I've grown up a lot, and, though I still enjoyed A Princess of Mars as swashbuckling daring, I found it disappointing Science Fiction compared to others that I have read.

I think that Burroughs missed many opportunities to flesh out the different Martian cultures -- for example, Green Martians have another set of limbs between the legs and the arms: how does this affect their fighting style, what sort of weapons would they make to accommodate the limbs, etc...

Red Martians are portrayed as the more civilized of the two, yet even the Red Martians are quite war like. I think it would have been interesting if the races had been more 3d.

Asimov described science fiction as a reaction to superior technology -- I would also like to add that it is a reaction to the culture. However, John Carter doesn't really have to do that for two reasons:

1. In the case of the Green Martians, he is already their superior. Since they are a war like race (multi-limbed Spartans!), they value physical prowess. Since the gravity on Mars is lesser than gravity on earth, Carter can easily make 50 foot leaps. Since he is stronger, his blows also hit relatively stronger. There is no reaction to be had because they are beneath him in every way.

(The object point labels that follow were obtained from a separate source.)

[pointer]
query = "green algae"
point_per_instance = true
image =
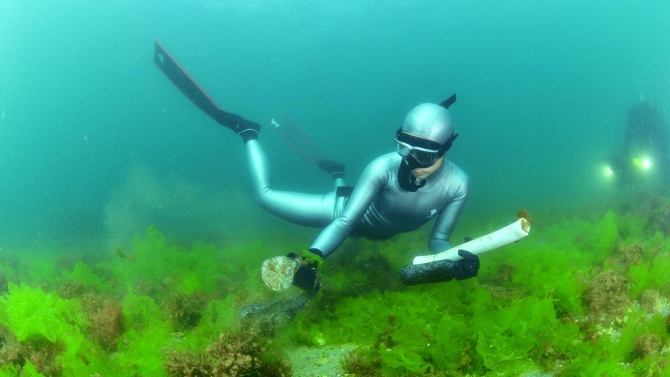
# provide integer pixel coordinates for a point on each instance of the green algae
(530, 310)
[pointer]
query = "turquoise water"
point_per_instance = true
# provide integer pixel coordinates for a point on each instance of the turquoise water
(543, 91)
(96, 145)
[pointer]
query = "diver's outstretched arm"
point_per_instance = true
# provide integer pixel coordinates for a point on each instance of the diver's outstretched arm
(248, 130)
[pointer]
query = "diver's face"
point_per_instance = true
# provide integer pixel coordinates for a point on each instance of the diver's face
(423, 173)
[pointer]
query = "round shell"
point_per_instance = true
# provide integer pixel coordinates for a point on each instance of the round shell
(277, 273)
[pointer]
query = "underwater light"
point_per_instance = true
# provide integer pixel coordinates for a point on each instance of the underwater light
(643, 163)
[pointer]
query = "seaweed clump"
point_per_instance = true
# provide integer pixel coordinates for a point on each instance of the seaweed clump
(361, 363)
(607, 296)
(235, 354)
(185, 311)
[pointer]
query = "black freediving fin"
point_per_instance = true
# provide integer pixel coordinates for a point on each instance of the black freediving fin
(196, 94)
(449, 101)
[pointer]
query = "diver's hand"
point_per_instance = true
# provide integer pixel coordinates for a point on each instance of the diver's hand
(305, 276)
(466, 268)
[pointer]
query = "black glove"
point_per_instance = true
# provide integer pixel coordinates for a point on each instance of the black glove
(466, 268)
(441, 271)
(305, 277)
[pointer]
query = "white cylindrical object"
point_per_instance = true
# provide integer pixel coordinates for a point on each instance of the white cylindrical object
(502, 237)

2. The Red Martians are very similar to humans: sure they lay eggs, but they have the same number of limbs as an earthling, have family units, create, study, and are, compared to the Green Martians, civilized. In fact, regarding families, Carter was of the opinion that the lack of a family unit among the Green Martians contributed to their war like ways.

In short, John Carter is not forced to question anything -- he embraces the Red Martian as being most familiar, affirming his own assumptions both on Earth and on Mars (which leaves its own implications regarding tradition, culture, that sort of thing). There is nothing that really causes him to pause and to question himself.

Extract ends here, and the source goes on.